Холопов, пожалуй, он найти сможет. Как по крепостным своим поедет, оброк собирать, глядишь, и соблазнится кто из сыновей мужицких на лихую службу в хозяйской усадьбе. Осенью в Москву отправится, там тоже вольные людишки могут за серебро богатому боярину продаться. Но этих дворовых на смотр выставить еще можно, а вот каковы они в сече, в походе окажутся… Глядишь, и опять половину в страдники придется отправлять, на землю сажать. Потому как при виде пищалей они бледнеют, от татарского посвиста головы пригибают. Нет, не скоро силу свою восстановить удастся. Да еще Касьян… Кого вместо него приблизить? Ермилу? Прохора? Ефрема?
Нет, не то. Холопы они по сути и рождению. Послушны, отважны, но слова поперек не скажут, сами что-либо сделать не решатся. Трифон? Это может и рискнуть на свой страх, но… Молод еще, баламут. Рисковать может, отвечать — не умеет. Людей ему доверить нельзя. Тогда кто?

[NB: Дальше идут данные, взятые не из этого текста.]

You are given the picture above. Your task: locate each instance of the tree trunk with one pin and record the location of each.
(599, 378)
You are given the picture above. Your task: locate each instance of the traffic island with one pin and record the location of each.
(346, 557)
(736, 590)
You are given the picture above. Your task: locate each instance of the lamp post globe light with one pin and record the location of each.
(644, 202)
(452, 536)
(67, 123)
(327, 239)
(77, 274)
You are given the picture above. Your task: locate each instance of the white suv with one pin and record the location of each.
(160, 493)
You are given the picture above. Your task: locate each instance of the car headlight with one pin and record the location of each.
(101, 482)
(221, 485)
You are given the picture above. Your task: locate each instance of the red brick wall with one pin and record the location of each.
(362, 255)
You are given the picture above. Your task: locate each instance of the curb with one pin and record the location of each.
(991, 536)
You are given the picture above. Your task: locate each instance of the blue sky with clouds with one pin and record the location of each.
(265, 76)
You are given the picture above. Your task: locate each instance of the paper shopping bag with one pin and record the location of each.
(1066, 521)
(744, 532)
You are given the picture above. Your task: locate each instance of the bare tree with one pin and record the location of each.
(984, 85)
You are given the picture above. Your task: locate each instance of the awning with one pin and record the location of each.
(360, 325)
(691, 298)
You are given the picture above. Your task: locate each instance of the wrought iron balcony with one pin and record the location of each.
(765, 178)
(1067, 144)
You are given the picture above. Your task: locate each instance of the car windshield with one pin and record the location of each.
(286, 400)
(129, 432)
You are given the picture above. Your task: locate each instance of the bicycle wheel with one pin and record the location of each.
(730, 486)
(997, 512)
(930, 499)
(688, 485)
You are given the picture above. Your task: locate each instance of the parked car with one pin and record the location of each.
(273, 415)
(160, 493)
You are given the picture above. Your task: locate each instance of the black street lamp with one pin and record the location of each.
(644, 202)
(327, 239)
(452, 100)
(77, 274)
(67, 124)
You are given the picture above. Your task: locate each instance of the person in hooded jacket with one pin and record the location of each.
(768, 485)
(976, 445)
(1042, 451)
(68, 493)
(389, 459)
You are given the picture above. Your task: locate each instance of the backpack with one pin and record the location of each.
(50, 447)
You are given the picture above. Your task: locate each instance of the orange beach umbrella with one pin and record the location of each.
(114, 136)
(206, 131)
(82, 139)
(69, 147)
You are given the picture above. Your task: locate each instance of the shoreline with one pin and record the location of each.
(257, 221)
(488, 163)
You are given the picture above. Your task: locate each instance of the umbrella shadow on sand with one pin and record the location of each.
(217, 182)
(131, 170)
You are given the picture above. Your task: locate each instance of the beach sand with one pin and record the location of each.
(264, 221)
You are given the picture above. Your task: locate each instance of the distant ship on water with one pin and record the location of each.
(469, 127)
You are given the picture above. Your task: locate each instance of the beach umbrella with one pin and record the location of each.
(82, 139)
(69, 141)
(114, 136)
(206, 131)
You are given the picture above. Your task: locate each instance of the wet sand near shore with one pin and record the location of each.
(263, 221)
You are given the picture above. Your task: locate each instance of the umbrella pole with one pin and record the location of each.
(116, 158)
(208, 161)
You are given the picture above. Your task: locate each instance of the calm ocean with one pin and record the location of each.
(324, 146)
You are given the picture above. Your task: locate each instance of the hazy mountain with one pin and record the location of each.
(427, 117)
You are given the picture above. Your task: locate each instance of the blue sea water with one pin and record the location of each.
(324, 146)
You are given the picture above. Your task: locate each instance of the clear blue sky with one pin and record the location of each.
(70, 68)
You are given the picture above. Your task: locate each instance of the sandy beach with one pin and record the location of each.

Боярин Умильный сидел в раздумьях довольно долго, потом решительно поднялся, вышел из светелки, спустился по лестнице, пересек двор, поднялся на стену и решительно распахнул дверь в терем.
— Здравствуй, Илья Федотович. — Подобранный в степи стрелец сидел на тюфяке и старательно обстругивал обломок оглобли. — Стучаться вас никогда не учили?
— Здоров и ты будь, служивый. — Помещик придвинул к себе табурет, сел на него. — Сказывали мне о храбрости твоей при татарском набеге. Благодарность прими мою за помощь.
— Да чего там, — пожал плечами Андрей. — Не за что.
— И про то сказывали, как ты из тюфяка по смердам моим стрелял…
По спине сержанта пополз неприятный холодок. Зачастую очень трудно объяснить людям, что война — жестокая штука и что на ней не существует морали и справедливости. Матях отложил недоделанный шомпол и наклонился вперед, сложив руки на груди.